Pra que ela foi me dizer aquilo! Foi como pólvora em mim. Um desafio! Aí me encarnei...
- Mas eu quero aprender! Eu consigo.
- Mas tem que ser os guris pra te ajudar, pois é pesado - disse ela - e sentenciou: - Tu vai caí e te machuca, depois a mãe xinga a gente.
Que merda isso! Eu era a filhinha da mamãe e a protegida do papai, aí eles tinham medo de me botar na fogueira e eu só queria ir pra fogueira!
Insisti tanto em aprender na tal bicicleta que ninguém mais suportava me ouvir. Até que um dia me revoltei e disse:
-Tá bom, vocês não querem me ensiná! Então, eu vou aprende sozinha...
Riram de mim os abobados, fiquei mais puta da cara ainda. Me chamaram de “batatona”! Aí sim, eu enlouqueci e fui à forra!
Peguei a bicicleta Monark do meu irmão, o Túlio, e me fui pra uma lomba que tinha na entrada da chácara. Embalava de lá de cima e ia cai não cai até lá embaixo e o meu freio era o barranco. Levei cada tombo de dar gosto. Mas quanto mais eu caia mais encanzinada eu ficava, fiquei nessa a tarde inteira, até que consegui andar uns três ou quatro metros em cima da bicicleta. Foi uma vitória pequena, mas eu não desisto fácil e voltei pra casa toda suja de graxa e de barro. A mãe enlouqueceu:
- Mas, olha só o teu vestido! - Só aí me dei conta do meu estado, havia destruído a minha roupa, ela ficou furiosa comigo, me deu um xingão daqueles!
No outro dia eu acordei cedo de novo e saí marchando depois do café, a mãe já estava meio impressionada com a minha obstinação e tentava me demover, mas o pai dizia:
- Deixa a guria, deixa ela fazer o que quer. – O pai sempre me defendia, eu, a caçula, né! Tinha que ter alguma vantagem em ser caçula, além de levar “cascudo” dos outros.
Fui de novo para um lugar onde não passava muita gente e fiquei o dia pedalando e caindo, pedalando e caindo, caía e levantava, pedalava mais um pouco e cada nova tentativa percorria distâncias maiores, até que por fim, no terceiro dia, consegui obter o equilíbrio necessário. Naquele momento uma sensação muito boa percorreu o meu corpo, que relaxou e ficou mais leve, uma sensação de vitória, vitória ante a minha “caçulice”! Naquele momento deixei de ser a pequenininha que todo mundo tinha que cuidar, “eu era mais eu”, podia fazer as coisas pelas minhas próprias pernas. Subi na bicicleta, queixo erguido e fui até em casa pedalando, fiz questão de passar na frente dos meus irmãos, que ficaram de boca aberta, surpresos.
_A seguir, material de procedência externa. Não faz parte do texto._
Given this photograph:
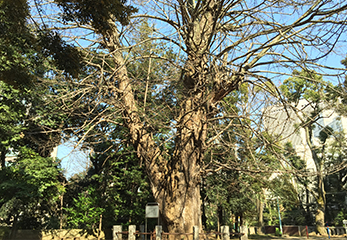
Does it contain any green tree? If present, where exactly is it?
[0,147,64,232]
[28,0,346,232]
[281,70,337,234]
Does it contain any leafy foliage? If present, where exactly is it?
[0,147,64,229]
[56,0,137,33]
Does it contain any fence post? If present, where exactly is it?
[240,226,248,240]
[193,226,199,240]
[220,226,230,240]
[128,225,136,240]
[140,225,145,240]
[113,225,122,240]
[155,225,163,240]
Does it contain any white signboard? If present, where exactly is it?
[146,203,159,218]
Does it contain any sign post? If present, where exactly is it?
[342,219,347,237]
[145,202,159,240]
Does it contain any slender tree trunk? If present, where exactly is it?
[257,194,264,234]
[305,126,327,235]
[0,148,6,169]
[315,173,327,235]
- Olha só, a Scheila tá andando!... Dizia o Aurélio, com ar de espanto.
- Ué! Não é que tu aprendeu mesmo, Scheila! - Falou a Márcia, admirada e ao mesmo tempo orgulhosa de mim.
- É!... Mas, aprender na bicicleta pequena e mais fácil, barbada! Quero ver se ela tivesse que aprender na grandona que nem nós. – disse o Túlio, pra lá de despeitado.
- Mas aprendi na grandona! É melhor até!...- eu disse, irritada porque eles não reconheciam o meu feito.
- Hi! Não vem! Túlio! Ela aprendeu sozinha e isso vocês não conseguiram fazer. Nem na pequena tu andava sozinho, tá! - falou a Márcia me defendendo.
O Túlio, então, calou a boca, diante da incontestável verdade!